Natürlich wurden auch konkrete Themen aus entwicklungspolitischer Sicht angesprochen. Laut dem Botschafter wird China bis 2060 völlig klimaneutral sein und es gibt auch einiges an Entwicklungspotential in ihrer sozialistischen Marktwirtschaft mit dualem Wirtschaftskreislauf. Die immer noch großen Unterschiede zwischen Arm und Reich sowie Westen und Osten stehen am Programm und laut dem Botschafter strebt China einen moderaten Wohlstand der gesamten chinesischen Bevölkerung an. Erreichen will China sein Ziel von Prosperität und Frieden über eine stärkere Öffnung und Teilnahme am Weltmarkt. Und somit wären wir bei der neuen Seidenstraße, einem Projekt in das auch Österreich involviert ist. Alleine 2020 fuhren bereits 12.400 Güterzüge von China nach Europa. Insgesamt ist China der viertgrößte Handelspartner Österreichs und der wichtigste in Asien. Zusätzlich bereisten vor der Pandemie rund eine Million chinesischer Tourist*innen pro Jahr Österreich.

Auch politisch brisantere Themen wie Hongkong, Taiwan und Xinjiang standen auf der Tagesordnung.

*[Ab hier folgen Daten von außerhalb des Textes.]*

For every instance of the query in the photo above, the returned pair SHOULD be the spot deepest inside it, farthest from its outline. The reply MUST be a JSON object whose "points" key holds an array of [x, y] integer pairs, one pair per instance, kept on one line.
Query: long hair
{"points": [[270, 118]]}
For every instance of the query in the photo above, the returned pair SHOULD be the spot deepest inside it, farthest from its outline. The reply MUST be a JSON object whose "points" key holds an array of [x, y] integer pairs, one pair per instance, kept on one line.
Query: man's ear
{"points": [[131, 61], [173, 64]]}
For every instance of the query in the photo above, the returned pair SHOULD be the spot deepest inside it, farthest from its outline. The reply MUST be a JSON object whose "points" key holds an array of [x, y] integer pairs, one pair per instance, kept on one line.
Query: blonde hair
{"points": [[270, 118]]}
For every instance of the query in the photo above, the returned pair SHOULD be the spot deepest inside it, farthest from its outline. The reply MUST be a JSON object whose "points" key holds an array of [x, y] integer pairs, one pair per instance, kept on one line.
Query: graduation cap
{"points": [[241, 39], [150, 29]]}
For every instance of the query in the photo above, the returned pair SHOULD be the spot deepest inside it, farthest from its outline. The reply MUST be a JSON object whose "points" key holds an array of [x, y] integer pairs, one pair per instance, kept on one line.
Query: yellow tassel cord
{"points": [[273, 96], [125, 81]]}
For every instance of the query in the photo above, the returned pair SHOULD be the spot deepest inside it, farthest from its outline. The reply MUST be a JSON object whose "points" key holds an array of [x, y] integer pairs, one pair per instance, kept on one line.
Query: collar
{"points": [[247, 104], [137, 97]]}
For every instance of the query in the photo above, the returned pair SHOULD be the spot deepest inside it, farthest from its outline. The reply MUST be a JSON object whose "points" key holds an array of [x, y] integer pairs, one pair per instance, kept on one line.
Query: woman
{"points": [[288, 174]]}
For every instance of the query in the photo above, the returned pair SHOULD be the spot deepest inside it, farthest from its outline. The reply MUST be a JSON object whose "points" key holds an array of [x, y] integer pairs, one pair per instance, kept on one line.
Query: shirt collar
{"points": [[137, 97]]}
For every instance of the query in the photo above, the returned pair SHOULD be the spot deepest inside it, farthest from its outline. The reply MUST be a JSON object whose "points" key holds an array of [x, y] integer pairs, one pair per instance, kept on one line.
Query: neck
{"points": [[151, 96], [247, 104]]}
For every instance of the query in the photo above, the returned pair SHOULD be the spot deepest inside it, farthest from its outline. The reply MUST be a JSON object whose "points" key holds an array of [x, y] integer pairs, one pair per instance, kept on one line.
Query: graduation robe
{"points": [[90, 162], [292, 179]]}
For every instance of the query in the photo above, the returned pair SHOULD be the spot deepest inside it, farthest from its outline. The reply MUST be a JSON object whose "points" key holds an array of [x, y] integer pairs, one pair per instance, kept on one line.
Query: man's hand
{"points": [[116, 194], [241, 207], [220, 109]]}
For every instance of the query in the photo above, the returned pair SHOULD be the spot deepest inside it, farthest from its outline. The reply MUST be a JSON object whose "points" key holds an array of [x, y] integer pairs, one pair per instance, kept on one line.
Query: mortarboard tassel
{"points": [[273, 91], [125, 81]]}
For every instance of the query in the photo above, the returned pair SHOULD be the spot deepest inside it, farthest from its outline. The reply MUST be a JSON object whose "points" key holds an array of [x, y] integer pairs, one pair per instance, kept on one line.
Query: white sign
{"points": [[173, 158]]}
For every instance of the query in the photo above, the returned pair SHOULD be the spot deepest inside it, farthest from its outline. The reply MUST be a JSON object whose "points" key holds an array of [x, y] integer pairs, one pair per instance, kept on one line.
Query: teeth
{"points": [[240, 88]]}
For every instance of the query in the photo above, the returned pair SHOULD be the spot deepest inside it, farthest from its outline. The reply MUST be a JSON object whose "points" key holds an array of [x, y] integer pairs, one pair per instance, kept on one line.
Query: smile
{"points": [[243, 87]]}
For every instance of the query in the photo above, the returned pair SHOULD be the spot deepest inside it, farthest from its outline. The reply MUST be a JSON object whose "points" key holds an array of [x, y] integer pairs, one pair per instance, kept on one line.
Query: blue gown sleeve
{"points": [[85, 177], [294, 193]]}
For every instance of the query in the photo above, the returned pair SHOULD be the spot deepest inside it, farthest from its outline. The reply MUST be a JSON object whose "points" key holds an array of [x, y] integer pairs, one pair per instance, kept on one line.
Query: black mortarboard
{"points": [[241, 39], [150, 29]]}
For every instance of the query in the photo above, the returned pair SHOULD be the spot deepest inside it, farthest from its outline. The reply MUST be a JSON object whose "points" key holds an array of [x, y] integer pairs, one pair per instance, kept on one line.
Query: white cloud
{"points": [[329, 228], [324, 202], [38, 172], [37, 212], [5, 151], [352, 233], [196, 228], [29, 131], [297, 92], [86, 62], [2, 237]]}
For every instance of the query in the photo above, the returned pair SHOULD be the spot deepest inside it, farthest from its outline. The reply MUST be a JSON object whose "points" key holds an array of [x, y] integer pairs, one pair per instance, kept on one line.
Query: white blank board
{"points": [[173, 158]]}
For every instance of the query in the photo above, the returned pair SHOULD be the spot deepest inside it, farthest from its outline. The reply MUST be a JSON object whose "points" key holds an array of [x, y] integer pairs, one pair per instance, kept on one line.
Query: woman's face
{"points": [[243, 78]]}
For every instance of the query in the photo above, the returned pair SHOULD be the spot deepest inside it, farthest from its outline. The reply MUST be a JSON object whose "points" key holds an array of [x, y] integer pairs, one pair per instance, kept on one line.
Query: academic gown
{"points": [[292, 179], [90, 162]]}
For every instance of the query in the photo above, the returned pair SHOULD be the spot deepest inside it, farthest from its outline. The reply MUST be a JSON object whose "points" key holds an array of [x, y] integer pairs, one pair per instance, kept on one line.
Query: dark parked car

Er machte in Bezug auf Hongkong und Taiwan klar, dass China im Land nicht mehrere verschiedene Systeme dulde und ließ außer Zweifel, dass dabei auch mit militärischer Intervention zu rechnen ist, obwohl die primäre Vorgehensweise friedlicher Natur sei. Von Xinjiang zeichnete uns der Botschafter ein Bild aus Sicht des Regimes, welches in der Form wohl auf viele politische Brennpunkte in der Welt passen würde. Laut ihm geht es um islamistischen Terror vor dem sich China verteidige. Ich halte es grundsätzlich für plausibel, dass auch hier der IS Zuspruch bekommt, aber möchte das nicht näher kommentieren, weil ich in der Sache absolut nicht sattelfest bin.

Danach wurden wir in lockerer Runde zum Essen eingeladen und konnten dabei noch weitere Fragen stellen, auch persönlicher Natur. Es entwickelte sich eine angenehme Plauderei die uns tiefe Einblicke in den chinesischen Alltag ermöglichten. Ein Satz des Botschafters blieb mir dabei besonders im Gedächtnis: „Sozialismus bedeutet nicht Armut.“, da gebe ich ihm Recht, es ist eine Frage der Verteilung. Und als Gewerkschafter sehe ich es als Auftrag für eine gerechte Verteilung des Wohlstandes zu kämpfen.

Nebenbei bemerkt weiß ich seit heute, dass weiße Kugerl im Kompott nicht zwangsläufig Litschis sind. Das waren Klebereisbällchen gefüllt mit einer Mischung aus geröstetem Sesam und Mohn. Ich hab wohl ziemlich überrascht geschaut als ich statt der erwarteten Litschis plötzlich sowas wie Kaugummi mit Krokant im Mund hatte.